LanguageLogger: How to Study Smartphone Language Use in the Wild with an Android Keyboard App

Florian Bemmann
8 min readJan 7, 2021

The words people type into their smartphone everyday can tell a lot about their personality, mood, relation to the person they are texting with, and much more. This makes data of real-world language use a valuable source for researchers in many fields — psychology, sociology, human-computer interaction — to name just a few. But this also brings many challenges: The typed content contains lots of private information, making it very difficult to work with it as a researcher.

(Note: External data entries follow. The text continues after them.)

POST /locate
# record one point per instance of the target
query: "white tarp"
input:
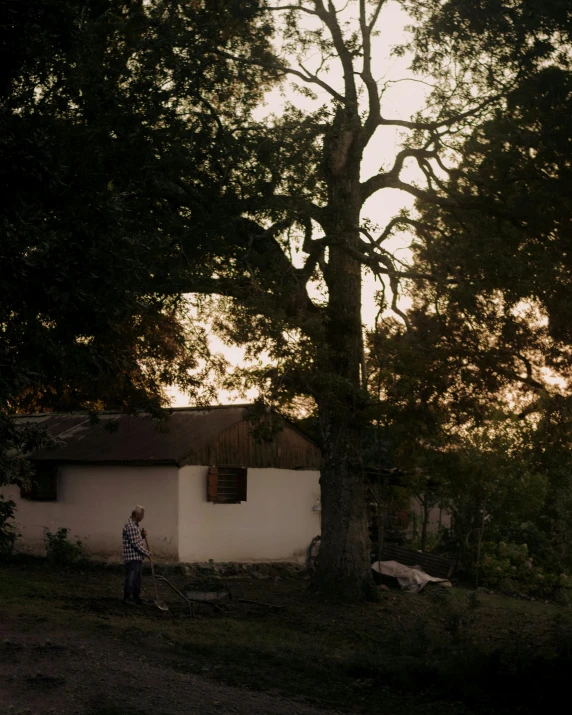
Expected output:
(410, 579)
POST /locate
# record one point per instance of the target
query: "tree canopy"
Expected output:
(137, 125)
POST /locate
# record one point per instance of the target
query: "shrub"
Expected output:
(509, 568)
(8, 532)
(60, 550)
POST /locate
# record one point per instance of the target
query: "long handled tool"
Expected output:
(161, 605)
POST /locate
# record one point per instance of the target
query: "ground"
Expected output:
(68, 645)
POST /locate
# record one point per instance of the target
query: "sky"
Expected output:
(401, 100)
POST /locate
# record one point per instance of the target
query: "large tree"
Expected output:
(105, 111)
(269, 215)
(294, 278)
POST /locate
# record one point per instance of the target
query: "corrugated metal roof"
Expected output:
(119, 438)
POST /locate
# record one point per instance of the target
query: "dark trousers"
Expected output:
(132, 578)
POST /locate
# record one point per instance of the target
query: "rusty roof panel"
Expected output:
(188, 436)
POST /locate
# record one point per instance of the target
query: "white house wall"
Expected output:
(95, 501)
(277, 521)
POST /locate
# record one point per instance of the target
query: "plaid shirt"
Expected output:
(133, 549)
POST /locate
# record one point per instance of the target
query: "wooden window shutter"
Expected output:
(212, 484)
(43, 484)
(241, 484)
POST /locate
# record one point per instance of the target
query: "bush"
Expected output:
(509, 568)
(60, 550)
(8, 532)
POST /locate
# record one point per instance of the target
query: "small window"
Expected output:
(226, 485)
(44, 486)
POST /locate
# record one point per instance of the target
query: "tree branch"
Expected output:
(374, 113)
(329, 18)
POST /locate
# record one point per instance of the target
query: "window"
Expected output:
(44, 486)
(226, 485)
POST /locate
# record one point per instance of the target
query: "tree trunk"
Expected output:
(425, 505)
(343, 567)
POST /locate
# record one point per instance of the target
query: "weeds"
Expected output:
(60, 550)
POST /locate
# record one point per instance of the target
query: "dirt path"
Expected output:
(49, 671)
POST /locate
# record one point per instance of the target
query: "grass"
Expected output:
(440, 649)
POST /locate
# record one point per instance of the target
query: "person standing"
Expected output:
(133, 554)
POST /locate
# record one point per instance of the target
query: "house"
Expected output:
(211, 490)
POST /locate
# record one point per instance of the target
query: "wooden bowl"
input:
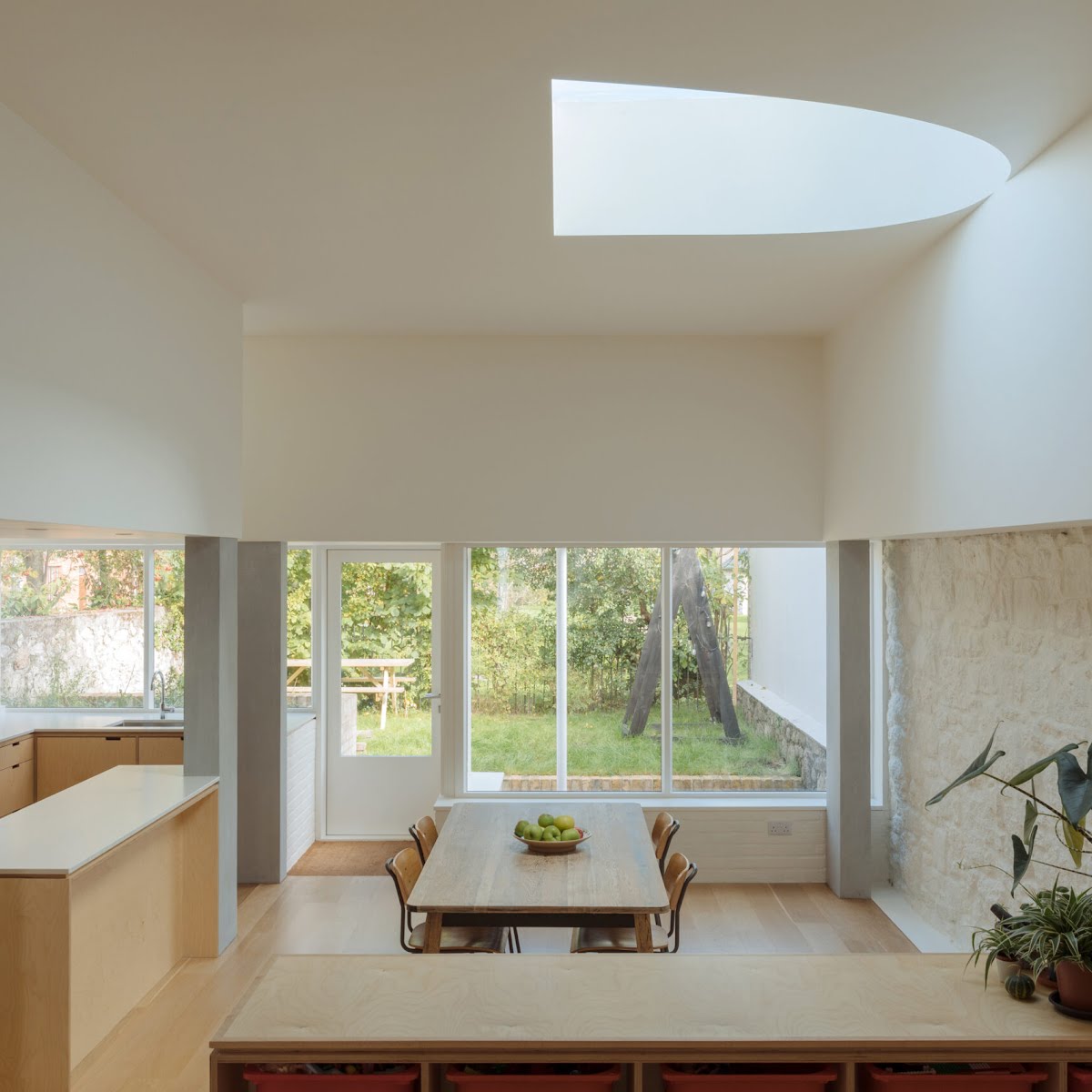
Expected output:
(554, 847)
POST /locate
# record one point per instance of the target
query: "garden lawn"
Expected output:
(514, 743)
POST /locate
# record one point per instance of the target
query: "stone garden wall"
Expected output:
(75, 658)
(981, 631)
(800, 737)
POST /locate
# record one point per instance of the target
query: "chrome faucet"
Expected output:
(164, 708)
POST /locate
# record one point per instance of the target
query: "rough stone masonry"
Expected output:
(980, 629)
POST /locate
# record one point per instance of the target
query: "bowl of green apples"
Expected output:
(551, 834)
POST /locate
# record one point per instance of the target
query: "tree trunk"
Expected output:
(688, 592)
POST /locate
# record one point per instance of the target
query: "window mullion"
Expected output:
(562, 669)
(667, 612)
(148, 626)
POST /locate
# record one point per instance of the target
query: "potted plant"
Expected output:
(1055, 929)
(998, 945)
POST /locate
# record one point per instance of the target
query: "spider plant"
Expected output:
(1054, 927)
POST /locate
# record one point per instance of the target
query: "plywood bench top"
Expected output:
(850, 1007)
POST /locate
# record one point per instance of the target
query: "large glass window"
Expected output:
(612, 642)
(566, 670)
(169, 593)
(300, 620)
(513, 670)
(72, 628)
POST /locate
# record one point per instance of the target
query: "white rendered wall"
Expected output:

Potential participants are (for good reasons) not willing to provide you all their text messages, and even if you’d get them, a secure and thus cumbersome workflow in data analysis is of utmost importance.

But don’t worry — there are smarter ways to solve this problem. What if you could conduct your data preprocessing on the participants’ smartphone, and only transmit the abstracted, anonymous data you really need to your researcher computer?

In our recent paper “LanguageLogger: A Mobile Keyboard Application for
Studying Language Use in Everyday Text Communication in the Wild
” we tackle this issue: We developed an Android keyboard app that brings word categorization, word frequency counting, and matching regular expressions to your participants smartphone. The resulting data does thus not contain raw contents anymore making your study less privacy invasive and easier to recruit for. And the first step of your data preprocessing is already done, nice! (Nobody likes data preprocessing, really.)

This article will show you what LanguageLogger exactly is capable of and what it does, so that you can judge how it could facilitate your next research project.

What does LanguageLogger?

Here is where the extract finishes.